The model that a chat product silently serves to users who have not specified one, rotating beneath them without notice as providers update their infrastructure.

Drift

When an AI gradually loses track of your project's goals and starts making suggestions that don't fit anymore, usually because it's forgotten earlier context.

Embedded AI

The practice of AI capabilities moving into the response surface of existing productivity tools rather than living as a standalone application the user switches to.

Embeddings

A way of converting text into numbers so that AI can measure how similar or related different pieces of content are.

Fine-Tuning

The process of taking a pre-trained AI model and training it further on specific data to make it better at a particular task.

Hallucination

When an AI model confidently generates information that is incorrect, fabricated, or nonsensical.

Inference

The process of an AI model generating a response to your input, as opposed to the training phase when it originally learned.

LangChain

An open-source framework that helps developers build applications powered by language models, especially multi-step AI workflows.

Large Language Model (LLM)

An AI system trained on massive amounts of text that can understand and generate human language.

Managed Agent

An AI agent hosted by a platform (most commonly Anthropic's infrastructure) rather than running inside a personal terminal session. A Managed Agent persists beyond the operator's session, exposes a stable invocation surface (an API call or a button in an internal app), and reaches external systems through a governed tool gateway.

Model Context Protocol (MCP)

An open standard that lets AI models connect to external tools and data sources through a unified interface.

Model Routing

The practice of sending different tasks to different AI models based on complexity, cost, and speed requirements.

OpenAI

The company behind ChatGPT and the GPT series of AI models, one of the leading providers of large language models.

Plan Mode

A structured scoping process in AI coding tools that interviews you about your project before any code gets written, producing a clear plan that prevents wasted effort.

Project Memory

Systems that help AI tools remember past decisions and project context across sessions, surviving context window resets so you don't have to re-explain your project every time.

Prompt Engineering

The skill of writing clear, structured instructions to get better and more consistent results from AI models.

Retrieval-Augmented Generation (RAG)

A technique that feeds relevant documents to an AI model at query time so it can answer questions using your actual data instead of guessing.

Skill

A saved instruction file that an AI tool reads each time you invoke it, producing consistent output across runs without requiring the operator to remember and retype a long prompt.

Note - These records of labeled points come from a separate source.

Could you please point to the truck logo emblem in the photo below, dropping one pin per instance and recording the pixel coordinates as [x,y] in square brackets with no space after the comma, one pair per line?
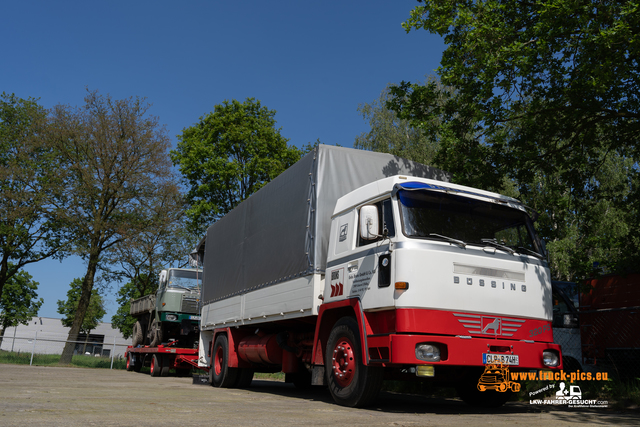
[489,325]
[343,232]
[495,325]
[337,282]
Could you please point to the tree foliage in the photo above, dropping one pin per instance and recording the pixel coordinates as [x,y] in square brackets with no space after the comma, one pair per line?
[390,134]
[30,194]
[69,308]
[117,176]
[545,95]
[229,155]
[19,301]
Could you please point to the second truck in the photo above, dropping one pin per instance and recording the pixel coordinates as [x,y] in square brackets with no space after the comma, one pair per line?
[352,267]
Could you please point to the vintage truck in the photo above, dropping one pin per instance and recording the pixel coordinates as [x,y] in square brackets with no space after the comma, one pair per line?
[352,267]
[171,314]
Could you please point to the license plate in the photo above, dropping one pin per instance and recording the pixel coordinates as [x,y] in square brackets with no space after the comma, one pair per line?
[500,359]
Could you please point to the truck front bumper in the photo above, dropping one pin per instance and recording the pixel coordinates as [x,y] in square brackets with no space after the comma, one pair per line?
[400,349]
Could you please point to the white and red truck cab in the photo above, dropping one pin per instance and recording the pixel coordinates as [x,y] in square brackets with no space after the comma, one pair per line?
[409,278]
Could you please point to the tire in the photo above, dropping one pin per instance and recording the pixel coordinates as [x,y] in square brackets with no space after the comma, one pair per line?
[166,366]
[221,374]
[155,333]
[137,335]
[129,362]
[156,366]
[244,378]
[137,362]
[351,383]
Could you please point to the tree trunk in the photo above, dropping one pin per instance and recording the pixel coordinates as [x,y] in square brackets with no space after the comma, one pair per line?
[83,305]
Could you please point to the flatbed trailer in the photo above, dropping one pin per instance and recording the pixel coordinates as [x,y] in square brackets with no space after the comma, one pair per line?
[162,359]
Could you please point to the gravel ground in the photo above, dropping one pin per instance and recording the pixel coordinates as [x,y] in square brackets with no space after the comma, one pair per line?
[57,396]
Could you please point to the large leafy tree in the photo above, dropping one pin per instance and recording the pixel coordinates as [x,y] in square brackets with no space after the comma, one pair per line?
[117,173]
[393,135]
[545,96]
[69,308]
[30,190]
[19,301]
[544,85]
[229,155]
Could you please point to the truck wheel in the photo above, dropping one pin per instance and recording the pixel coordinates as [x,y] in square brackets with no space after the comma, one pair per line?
[137,334]
[351,382]
[245,376]
[155,333]
[129,362]
[166,365]
[137,362]
[156,366]
[220,373]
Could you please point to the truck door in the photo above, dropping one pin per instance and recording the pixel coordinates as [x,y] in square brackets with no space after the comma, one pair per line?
[370,270]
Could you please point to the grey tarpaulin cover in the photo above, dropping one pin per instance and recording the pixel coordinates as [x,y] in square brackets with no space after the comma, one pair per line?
[282,231]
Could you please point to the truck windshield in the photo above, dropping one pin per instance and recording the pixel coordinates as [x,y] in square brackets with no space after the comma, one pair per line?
[449,217]
[185,279]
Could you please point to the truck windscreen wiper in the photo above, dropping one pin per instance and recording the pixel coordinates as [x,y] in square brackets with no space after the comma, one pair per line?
[449,239]
[495,243]
[530,252]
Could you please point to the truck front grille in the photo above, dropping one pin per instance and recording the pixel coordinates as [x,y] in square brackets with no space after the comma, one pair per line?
[190,305]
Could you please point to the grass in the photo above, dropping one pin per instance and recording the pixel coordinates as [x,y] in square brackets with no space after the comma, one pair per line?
[80,361]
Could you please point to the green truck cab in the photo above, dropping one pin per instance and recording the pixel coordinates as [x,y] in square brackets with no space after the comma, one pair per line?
[172,313]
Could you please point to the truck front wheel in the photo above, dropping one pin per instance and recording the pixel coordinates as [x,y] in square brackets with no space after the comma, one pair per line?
[156,366]
[137,334]
[351,382]
[221,374]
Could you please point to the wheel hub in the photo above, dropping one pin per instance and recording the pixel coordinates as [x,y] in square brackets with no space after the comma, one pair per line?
[343,363]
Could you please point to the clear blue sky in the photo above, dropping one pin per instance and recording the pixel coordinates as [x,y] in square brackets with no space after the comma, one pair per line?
[312,62]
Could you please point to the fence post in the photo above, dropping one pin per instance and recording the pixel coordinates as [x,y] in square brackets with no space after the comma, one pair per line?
[113,352]
[35,340]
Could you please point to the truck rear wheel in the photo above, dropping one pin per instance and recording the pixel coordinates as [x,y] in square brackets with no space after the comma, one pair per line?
[351,383]
[129,362]
[220,373]
[137,335]
[155,333]
[156,366]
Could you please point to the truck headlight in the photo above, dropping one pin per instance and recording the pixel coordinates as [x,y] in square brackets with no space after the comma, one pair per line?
[550,358]
[428,352]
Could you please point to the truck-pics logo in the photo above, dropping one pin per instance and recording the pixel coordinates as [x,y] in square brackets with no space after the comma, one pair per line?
[489,325]
[337,282]
[496,377]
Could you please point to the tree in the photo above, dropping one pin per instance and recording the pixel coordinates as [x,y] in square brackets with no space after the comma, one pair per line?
[116,168]
[549,86]
[229,155]
[390,134]
[19,301]
[545,96]
[69,308]
[30,193]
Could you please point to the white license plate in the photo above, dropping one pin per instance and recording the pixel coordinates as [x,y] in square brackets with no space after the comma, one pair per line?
[498,359]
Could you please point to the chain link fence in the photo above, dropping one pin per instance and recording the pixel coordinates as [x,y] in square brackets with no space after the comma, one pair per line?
[598,326]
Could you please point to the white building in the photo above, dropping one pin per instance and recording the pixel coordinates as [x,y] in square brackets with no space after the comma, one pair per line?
[44,335]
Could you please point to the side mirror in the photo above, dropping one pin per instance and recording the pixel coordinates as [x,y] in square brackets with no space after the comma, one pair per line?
[369,222]
[162,280]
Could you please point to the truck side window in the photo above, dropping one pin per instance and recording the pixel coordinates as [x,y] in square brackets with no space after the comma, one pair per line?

In Claude Code, Skills live at ~/.claude/skills/<name>/SKILL.md and are invoked by typing /<name>.

Structured Output

AI responses formatted in a predictable, machine-readable structure like JSON, so other software can reliably process the results.

System Prompt

Hidden instructions given to an AI model that define its personality, rules, and behavior before the user ever sends a message.

Temperature

An AI setting that controls how creative or predictable the model's responses are, on a scale from 0 to 1 (or higher).

Token

The small chunks of text that AI models read and generate, roughly three-quarters of a word each.

Tool Use (AI Tool Calling)

The ability of an AI model to call external functions and services during a conversation, going beyond text generation to take real actions.

Training Data

The massive collection of text, code, and other content that an AI model learns from before it can generate responses.

Vibe Coding

A casual approach to building software with AI where you describe what you want in plain language and let the AI handle the implementation details.

Wafer-Scale Engine

A processor built from an entire silicon wafer rather than smaller chips diced from one, integrating dramatically more on-chip memory and compute cores to eliminate the chip-to-chip communication bottleneck that limits conventional GPU clusters at inference time.